In the wake of the recent Anthem breach, the industry was able to experience the effectiveness of information sharing as HITRUST was able to share Indicators of Compromise (IOCs) with the healthcare industry within one hour after Anthem

posted them to the HITRUST CTX. In addition they were shared with HHS, DHS and U.S. CERT who shared the IOCs with other industry ISAOs.

In conclusion, I would like to discuss several challenges the industry faces. There is certainly a maturity problem in every industry but especially in healthcare. The industry struggles with the fact that regulators do not acknowledge companies that invest and demonstrate security maturity above the industry standard. Specifically, industry is seeking ways to demonstrate that such investments receive appropriate recognition and provide safe harbor from regulators and claims of negligence. We would like such efforts and evidence of program effectiveness to be accepted by regulators including the HHS’s Office of Civil Rights and the Federal Trade Commission. The CSF is one such area of effectiveness that has wide industry support and adoption.

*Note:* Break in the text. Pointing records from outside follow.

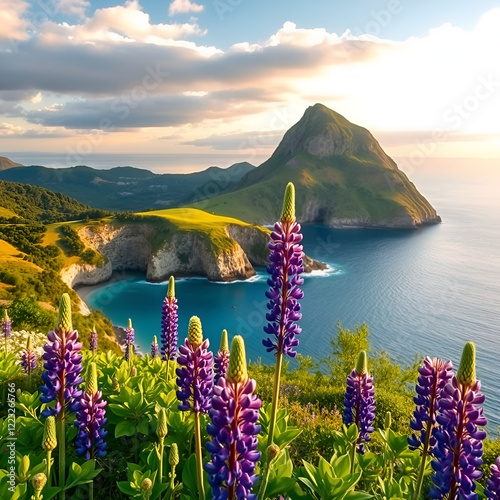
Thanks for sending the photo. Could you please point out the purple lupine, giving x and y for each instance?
(93, 340)
(359, 401)
(154, 348)
(195, 375)
(434, 374)
(169, 319)
(28, 357)
(90, 420)
(284, 293)
(459, 448)
(234, 415)
(492, 490)
(63, 364)
(221, 359)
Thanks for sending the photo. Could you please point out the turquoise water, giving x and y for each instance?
(426, 291)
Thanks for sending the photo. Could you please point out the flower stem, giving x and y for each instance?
(199, 457)
(276, 394)
(62, 455)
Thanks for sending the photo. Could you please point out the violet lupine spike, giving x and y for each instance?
(93, 340)
(434, 374)
(169, 319)
(90, 420)
(459, 448)
(28, 357)
(234, 416)
(492, 490)
(284, 293)
(221, 359)
(195, 376)
(63, 364)
(154, 348)
(359, 401)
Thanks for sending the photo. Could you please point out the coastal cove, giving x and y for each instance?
(422, 291)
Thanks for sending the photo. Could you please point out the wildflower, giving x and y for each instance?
(221, 360)
(195, 375)
(492, 490)
(459, 446)
(90, 420)
(154, 348)
(169, 318)
(234, 416)
(285, 269)
(28, 357)
(359, 401)
(63, 364)
(93, 340)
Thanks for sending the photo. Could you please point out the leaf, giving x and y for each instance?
(125, 428)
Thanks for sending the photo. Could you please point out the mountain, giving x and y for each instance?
(342, 176)
(128, 188)
(5, 163)
(33, 203)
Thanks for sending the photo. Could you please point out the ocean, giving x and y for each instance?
(425, 291)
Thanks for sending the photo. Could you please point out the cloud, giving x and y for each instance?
(74, 8)
(184, 7)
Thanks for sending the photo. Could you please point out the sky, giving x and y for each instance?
(214, 82)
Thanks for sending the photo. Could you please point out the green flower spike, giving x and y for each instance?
(362, 364)
(173, 457)
(49, 441)
(224, 344)
(92, 384)
(161, 426)
(466, 373)
(195, 333)
(288, 212)
(237, 370)
(171, 287)
(64, 323)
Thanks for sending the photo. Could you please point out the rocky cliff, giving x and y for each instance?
(128, 247)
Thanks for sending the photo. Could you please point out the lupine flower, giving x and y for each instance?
(221, 360)
(492, 490)
(93, 340)
(459, 446)
(169, 318)
(359, 401)
(154, 347)
(234, 416)
(63, 363)
(285, 269)
(434, 374)
(195, 376)
(6, 327)
(90, 420)
(28, 357)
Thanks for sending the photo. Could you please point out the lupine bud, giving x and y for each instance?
(161, 425)
(195, 333)
(64, 322)
(92, 383)
(288, 211)
(49, 441)
(492, 491)
(173, 457)
(286, 259)
(466, 373)
(39, 480)
(195, 392)
(237, 371)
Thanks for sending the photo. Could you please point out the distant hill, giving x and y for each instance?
(128, 188)
(342, 177)
(33, 203)
(5, 163)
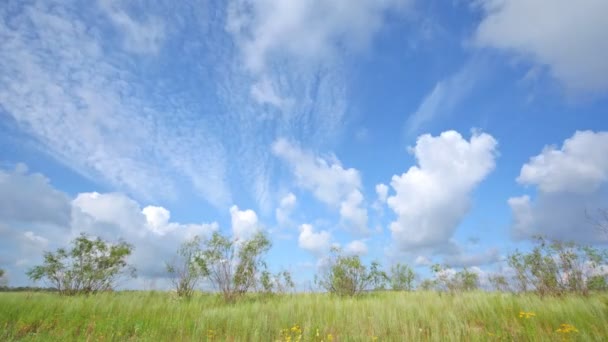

The industry seeks to be at the forefront of intelligence sharing and cyber collaboration with the Federal Government. Evidence gathered from the CTX and other threat streams demonstrate the growing interest in our industry by nation- state actors which introduces attack scenarios that even the best companies will have a difficult time preventing. The standard needed to resist such efforts is perfection which is very difficult to sustain. Our industry is required to maintain some of the most sensitive information available on Americans. Each dollar spent responding to an attack siphons money from the healthcare delivery system of our country. Consumer confidence is a critical component of our ability to electronically engage consumers in proactive health management and disease intervention measures. Fear of engaging with the health system can only impact the well-being of our population over time. HITRUST, through its many tools and programs seeks to ensure that the healthcare system can properly address this challenge and we stand as a leader in this endeavor.

Thank you again for the opportunity to join you today and share these insights. I look forward to your questions.